いや、これは居酒屋だよマイルス。最近あちこちで見かけるんだ。流行っているみたいだけど、入ったことないよ。
居酒屋… ? 「さかな貝加工センター」じゃないのか… ?
それに… 流行っているのに、入ったことがないだと… ?
マイルスは立ち止まり、ガムの入った口を大きく横に動かした。表情はサングラスのせいで読めなかったが、怒っている、とぼくは思った。
あの灯りは… 何だ…? エレクトリックな… 明るい、でかい電球が… たくさんある…
あれは漁船の灯りを真似しているんじゃないかな。イカ釣り漁船とかさ、ああいう灯りでイカをおびき寄せるんじゃないのかな、知らないけど。お店を海っぽく見せるための演出だね。海とか浜焼きとか、そういうのがコンセプトなんだよ。
コンセプト…?
マイルスは怒っていた。口調にふつふつとした怒りが感じられた。確実に何かに腹を立てている。思えばこのあいだ、いきなりステーキの看板を見てマイルスは不機嫌になった。「磯丸水産」のこの外観も、気に入らないに違いない。
行こう、マイルス、何処かに何か食べに行こう。ぼくは急いで「磯丸水産」を通り過ぎようとした。だがマイルスは、意外な反応を示した。
入らないのか…? 俺は… 入ってやってもいい… 積極的に入ってみたいとは言わないが… お前がどうしてもと言うのなら、入ってみてもいい…
どうやら磯丸水産にはマイルスの気を惹く何かがあるようだった。ぼくたちは店に入り、ホッピーを頼んだ。すると女の店員さんがお通しのシシャモと薩摩揚げを焼いてくれた。
マイルスはシシャモを眺めながら、何か納得が行かないといった感じで、ガムをクチャクチャ噛んだ。
俺たちは… こんなものを頼んでいない…
それは「お通し」って言うんだよ、マイルス。この国の居酒屋では、店に入ったら頼まなくてもこういう何かが出てくるんだ。
そうか… 良いサービスだ… 親切な国だ…
いや、サービスじゃなくて、有料なんだけどね。
… ワッ? (What?)
… ぼくは言葉を失った。とりあえずマイルスが怒りださないよう、「お通し」については詳しく触れないことにして、マイルスのために貝やエビを焼き始めた。マイルスは貝を焼いたことがないらしく、珍しそうに卓上コンロを眺めていた。
そのデカイ貝、それは何だ? What’s that awesome sxxt….?

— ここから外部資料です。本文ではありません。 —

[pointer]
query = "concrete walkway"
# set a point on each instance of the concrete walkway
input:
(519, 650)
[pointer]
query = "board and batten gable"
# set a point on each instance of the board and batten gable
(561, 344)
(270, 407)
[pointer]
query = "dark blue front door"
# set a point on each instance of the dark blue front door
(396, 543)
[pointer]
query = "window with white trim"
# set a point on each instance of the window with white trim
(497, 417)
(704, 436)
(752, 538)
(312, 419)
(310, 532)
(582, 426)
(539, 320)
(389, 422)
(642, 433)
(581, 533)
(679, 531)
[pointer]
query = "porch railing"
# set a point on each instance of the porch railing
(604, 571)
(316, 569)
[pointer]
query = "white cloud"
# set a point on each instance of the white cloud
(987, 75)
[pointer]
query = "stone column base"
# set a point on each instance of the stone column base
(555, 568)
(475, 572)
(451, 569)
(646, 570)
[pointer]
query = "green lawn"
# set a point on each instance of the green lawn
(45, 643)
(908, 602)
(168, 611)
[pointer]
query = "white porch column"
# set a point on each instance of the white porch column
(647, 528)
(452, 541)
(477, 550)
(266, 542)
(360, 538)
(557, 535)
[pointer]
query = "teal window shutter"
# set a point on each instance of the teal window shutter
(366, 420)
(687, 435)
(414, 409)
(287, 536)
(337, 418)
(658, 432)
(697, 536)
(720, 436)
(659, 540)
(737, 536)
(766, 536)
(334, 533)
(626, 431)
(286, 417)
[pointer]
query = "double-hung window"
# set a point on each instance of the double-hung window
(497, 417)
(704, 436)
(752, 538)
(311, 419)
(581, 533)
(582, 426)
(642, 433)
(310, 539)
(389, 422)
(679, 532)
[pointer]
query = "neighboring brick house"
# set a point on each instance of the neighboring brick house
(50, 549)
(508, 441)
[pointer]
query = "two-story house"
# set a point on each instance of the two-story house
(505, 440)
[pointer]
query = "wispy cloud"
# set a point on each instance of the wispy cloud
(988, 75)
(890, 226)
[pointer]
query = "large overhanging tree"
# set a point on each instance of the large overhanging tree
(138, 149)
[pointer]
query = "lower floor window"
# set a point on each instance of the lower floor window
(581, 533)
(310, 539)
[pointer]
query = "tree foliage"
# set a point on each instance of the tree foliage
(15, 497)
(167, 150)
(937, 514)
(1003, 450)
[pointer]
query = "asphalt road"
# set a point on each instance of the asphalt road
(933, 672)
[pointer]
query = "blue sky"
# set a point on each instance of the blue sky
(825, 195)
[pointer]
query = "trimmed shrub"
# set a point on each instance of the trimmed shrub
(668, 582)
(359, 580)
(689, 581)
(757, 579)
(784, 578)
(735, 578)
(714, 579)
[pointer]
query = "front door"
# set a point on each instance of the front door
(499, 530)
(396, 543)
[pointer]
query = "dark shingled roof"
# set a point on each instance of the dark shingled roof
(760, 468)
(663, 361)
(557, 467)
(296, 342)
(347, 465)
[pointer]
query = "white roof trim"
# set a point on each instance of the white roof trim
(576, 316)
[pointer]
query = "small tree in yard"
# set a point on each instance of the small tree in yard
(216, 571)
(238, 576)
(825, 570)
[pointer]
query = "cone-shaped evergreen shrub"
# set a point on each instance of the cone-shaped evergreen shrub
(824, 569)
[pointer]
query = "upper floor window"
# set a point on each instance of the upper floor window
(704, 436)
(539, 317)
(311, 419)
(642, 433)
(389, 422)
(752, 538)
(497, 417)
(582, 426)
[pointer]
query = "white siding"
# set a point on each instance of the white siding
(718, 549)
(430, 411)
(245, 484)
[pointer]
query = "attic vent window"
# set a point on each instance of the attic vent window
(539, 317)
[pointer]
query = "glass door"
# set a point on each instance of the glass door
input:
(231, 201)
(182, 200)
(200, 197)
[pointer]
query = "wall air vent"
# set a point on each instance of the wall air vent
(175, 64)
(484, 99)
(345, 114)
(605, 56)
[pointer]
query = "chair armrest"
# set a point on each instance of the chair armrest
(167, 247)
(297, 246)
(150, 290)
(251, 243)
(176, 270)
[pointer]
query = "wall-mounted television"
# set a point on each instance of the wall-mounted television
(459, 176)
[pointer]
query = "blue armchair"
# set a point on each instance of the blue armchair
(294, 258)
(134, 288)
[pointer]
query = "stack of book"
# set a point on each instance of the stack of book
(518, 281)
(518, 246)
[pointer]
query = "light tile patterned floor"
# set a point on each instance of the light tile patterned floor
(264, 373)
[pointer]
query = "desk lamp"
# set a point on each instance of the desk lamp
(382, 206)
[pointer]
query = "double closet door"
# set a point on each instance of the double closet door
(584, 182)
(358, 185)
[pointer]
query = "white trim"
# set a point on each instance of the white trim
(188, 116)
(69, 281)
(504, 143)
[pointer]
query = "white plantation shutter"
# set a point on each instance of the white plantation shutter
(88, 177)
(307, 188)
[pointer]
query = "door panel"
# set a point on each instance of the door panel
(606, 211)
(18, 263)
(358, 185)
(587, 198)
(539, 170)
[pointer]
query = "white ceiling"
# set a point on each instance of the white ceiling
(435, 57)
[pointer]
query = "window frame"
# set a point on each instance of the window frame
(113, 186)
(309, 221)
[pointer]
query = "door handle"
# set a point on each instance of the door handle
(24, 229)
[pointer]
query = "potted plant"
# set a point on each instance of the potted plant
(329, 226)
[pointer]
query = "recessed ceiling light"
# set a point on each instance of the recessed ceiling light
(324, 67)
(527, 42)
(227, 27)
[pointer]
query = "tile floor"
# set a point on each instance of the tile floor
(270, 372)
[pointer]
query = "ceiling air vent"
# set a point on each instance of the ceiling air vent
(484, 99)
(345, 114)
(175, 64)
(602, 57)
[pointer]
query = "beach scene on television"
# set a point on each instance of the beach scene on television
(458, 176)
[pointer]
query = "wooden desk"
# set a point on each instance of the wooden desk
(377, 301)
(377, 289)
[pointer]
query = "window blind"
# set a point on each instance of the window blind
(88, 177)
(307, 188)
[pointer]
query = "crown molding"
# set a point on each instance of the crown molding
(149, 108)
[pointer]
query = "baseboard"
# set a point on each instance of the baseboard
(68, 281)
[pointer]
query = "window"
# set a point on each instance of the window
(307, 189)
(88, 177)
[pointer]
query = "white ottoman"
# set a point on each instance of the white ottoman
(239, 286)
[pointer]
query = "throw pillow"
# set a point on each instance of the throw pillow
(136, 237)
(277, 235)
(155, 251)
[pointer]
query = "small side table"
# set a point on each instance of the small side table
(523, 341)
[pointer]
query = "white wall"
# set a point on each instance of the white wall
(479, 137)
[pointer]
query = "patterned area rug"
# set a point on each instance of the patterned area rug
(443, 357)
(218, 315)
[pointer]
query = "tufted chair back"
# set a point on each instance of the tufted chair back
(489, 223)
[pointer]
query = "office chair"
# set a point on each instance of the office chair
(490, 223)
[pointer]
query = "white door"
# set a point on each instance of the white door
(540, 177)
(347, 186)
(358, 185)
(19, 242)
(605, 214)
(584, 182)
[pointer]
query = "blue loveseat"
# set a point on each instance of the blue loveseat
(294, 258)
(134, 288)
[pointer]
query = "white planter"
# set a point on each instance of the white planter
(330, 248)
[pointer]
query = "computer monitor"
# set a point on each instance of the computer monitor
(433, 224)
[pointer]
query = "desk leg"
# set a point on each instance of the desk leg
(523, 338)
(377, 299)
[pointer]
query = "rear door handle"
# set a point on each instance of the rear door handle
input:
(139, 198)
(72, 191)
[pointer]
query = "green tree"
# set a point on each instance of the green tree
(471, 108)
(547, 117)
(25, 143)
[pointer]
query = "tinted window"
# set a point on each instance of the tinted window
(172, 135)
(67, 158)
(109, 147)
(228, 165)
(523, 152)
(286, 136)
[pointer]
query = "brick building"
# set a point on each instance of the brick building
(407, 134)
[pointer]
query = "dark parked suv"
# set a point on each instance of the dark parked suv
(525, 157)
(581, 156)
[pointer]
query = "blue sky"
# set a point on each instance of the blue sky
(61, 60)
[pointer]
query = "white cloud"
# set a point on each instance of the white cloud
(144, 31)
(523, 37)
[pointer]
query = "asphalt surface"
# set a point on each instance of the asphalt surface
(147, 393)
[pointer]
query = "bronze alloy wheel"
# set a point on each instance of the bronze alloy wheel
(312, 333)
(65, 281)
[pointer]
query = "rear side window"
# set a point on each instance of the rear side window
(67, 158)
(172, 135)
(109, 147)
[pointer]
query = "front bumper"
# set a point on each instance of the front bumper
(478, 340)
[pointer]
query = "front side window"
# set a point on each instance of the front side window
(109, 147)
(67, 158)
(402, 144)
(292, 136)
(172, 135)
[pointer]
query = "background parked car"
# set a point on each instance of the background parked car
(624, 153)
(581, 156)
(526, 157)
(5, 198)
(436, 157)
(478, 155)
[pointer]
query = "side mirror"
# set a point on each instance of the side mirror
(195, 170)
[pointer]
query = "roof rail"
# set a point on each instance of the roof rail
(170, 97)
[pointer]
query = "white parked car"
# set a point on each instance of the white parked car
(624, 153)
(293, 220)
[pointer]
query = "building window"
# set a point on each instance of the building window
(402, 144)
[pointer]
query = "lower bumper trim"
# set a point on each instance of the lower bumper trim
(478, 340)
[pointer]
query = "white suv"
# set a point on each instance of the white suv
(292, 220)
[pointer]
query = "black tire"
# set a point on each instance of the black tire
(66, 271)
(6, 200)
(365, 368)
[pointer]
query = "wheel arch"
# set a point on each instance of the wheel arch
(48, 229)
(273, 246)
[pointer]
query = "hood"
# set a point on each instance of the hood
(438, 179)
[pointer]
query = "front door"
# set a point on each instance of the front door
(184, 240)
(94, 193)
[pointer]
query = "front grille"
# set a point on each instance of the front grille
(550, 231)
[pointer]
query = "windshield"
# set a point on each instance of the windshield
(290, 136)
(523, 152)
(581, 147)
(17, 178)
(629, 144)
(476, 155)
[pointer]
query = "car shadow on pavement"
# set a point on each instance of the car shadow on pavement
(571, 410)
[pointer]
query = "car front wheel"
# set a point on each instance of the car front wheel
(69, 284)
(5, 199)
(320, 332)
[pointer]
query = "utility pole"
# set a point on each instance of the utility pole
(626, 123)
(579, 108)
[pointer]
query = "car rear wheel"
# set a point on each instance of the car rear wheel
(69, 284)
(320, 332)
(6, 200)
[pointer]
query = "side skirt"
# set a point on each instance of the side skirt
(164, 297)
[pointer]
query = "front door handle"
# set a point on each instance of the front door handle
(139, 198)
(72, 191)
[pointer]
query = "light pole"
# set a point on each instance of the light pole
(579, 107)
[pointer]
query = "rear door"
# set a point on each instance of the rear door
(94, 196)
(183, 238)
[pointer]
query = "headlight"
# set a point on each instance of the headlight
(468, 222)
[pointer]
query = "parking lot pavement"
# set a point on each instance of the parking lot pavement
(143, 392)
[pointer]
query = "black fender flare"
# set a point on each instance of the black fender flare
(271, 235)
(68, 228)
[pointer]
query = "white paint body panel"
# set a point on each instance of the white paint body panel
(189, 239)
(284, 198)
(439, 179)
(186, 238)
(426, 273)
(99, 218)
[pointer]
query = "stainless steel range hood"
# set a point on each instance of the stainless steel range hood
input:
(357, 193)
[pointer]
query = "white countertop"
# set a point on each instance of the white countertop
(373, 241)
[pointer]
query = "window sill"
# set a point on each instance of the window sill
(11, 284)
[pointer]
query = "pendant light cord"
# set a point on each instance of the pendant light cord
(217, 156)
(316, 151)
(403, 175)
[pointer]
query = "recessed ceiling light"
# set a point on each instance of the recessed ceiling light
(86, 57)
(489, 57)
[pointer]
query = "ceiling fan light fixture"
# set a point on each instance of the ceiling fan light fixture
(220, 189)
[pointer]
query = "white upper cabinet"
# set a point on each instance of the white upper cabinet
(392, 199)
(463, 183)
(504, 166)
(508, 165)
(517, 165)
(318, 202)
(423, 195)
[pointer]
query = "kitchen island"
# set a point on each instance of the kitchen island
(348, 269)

これはね、ホタテだよマイルス。スカラップ(Scallop)さ。食べてみてくれよ。
うまい… なんだこれは… こんなものは… 食ったことがない…
マイルスは無言でホタテやハマグリを食べた。ホッピー(白)もよく飲み、何か非常に満足している様子だ。これはどんな飲み物だと聞かれたので、昔の日本の豊かでない工場労働者が当時高価だったビールの代わりに飲んでいたものだと説明すると、マイルスは目を輝かせた。そんなマイルスを見るのは珍しい。マイルスは店内の様子を見回している。
ところで、あの看板は何だ… 魚市場から持ってきたのか… この店は… 魚市場から出発した店なのか… 歴史と伝統がある、由緒正しい居酒屋というわけか…
いや、あれはそれっぽく作っただけだと思うよ。磯丸水産という名前も、魚屋さんみたいだけど、たぶん魚屋さんではないんじゃないかな。あれも演出だよ。フィクションなんだ。
… どういうことだ… 説明しろ… (I don’t quite get it… you explain it to me…)
いや、たとえば築地魚市場とかさ、そういうところが発祥に見せかけているんだよ、説得力を持たせるためにね、でも本当じゃないと思う、虚構だよ。全部、それっぽいムードを出すために演出されているんだよ。テーマパークみたいなものさ。エンターテイメントなんだよ、きっと。
… あのラムネ温泉とかいうのは… お前はラムネ温泉というものに、入ったことがあるか… ? この店とラムネ温泉の関係は、何だ… そもそもラムネ温泉とは、何だ… ラムネが… 何故… 温泉だ…
ごめんマイルス、ぼくにもよくわからない。でもあの「ラムネ温泉・ばんやの湯」っていうのは何となく実在しそうな気がする。本当にあるかどうかは知らないけど、あの看板はそれっぽいね。
俺は、この店を、認める…
え?
俺はこの店を認める… この店には、確かなコンセプトが、ある… あるのかないのかわからない、ぼんやりとしたイメージでしかなかった何かを… それっぽい、この高みにまで、引き上げた… 細部まで徹底的に… 妥協することなく… 具現化した… 日本語で言う「世界観」というやつだ…
いいか… お前もこんなふうに自分の音楽を作り上げなくてはならない…
疲れた時は、いつでもこの店に来るがいい… ところでその薩摩揚げ、食わないのか… 食わないのなら… 俺が食ってやってもいい… 気に入ったわけじゃないが… どうしてもというのなら…
お客さ〜ん、大丈夫ですか、と店員さんがぼくの身体を揺すりながら言う。どうやら、ぼくは酔いつぶれていたようだ。マイルスは、いつのまにか姿を消していた。
幻覚でなく、本当にマイルスが存在していたら、毎日がどんなに素晴らしいだろう。マイルスはいつもぼくにヒントをくれるのだ。
その時、ぼくはあることに気付いた。ぼくは薩摩揚げが好きではない。だから、大体いつも食べない。しかしお通しの皿からは、薩摩揚げが消えていた。マイルスは… あのマイルスはぼくの妄想の中の存在ではなく、実在しているのかもしれない。そう思った。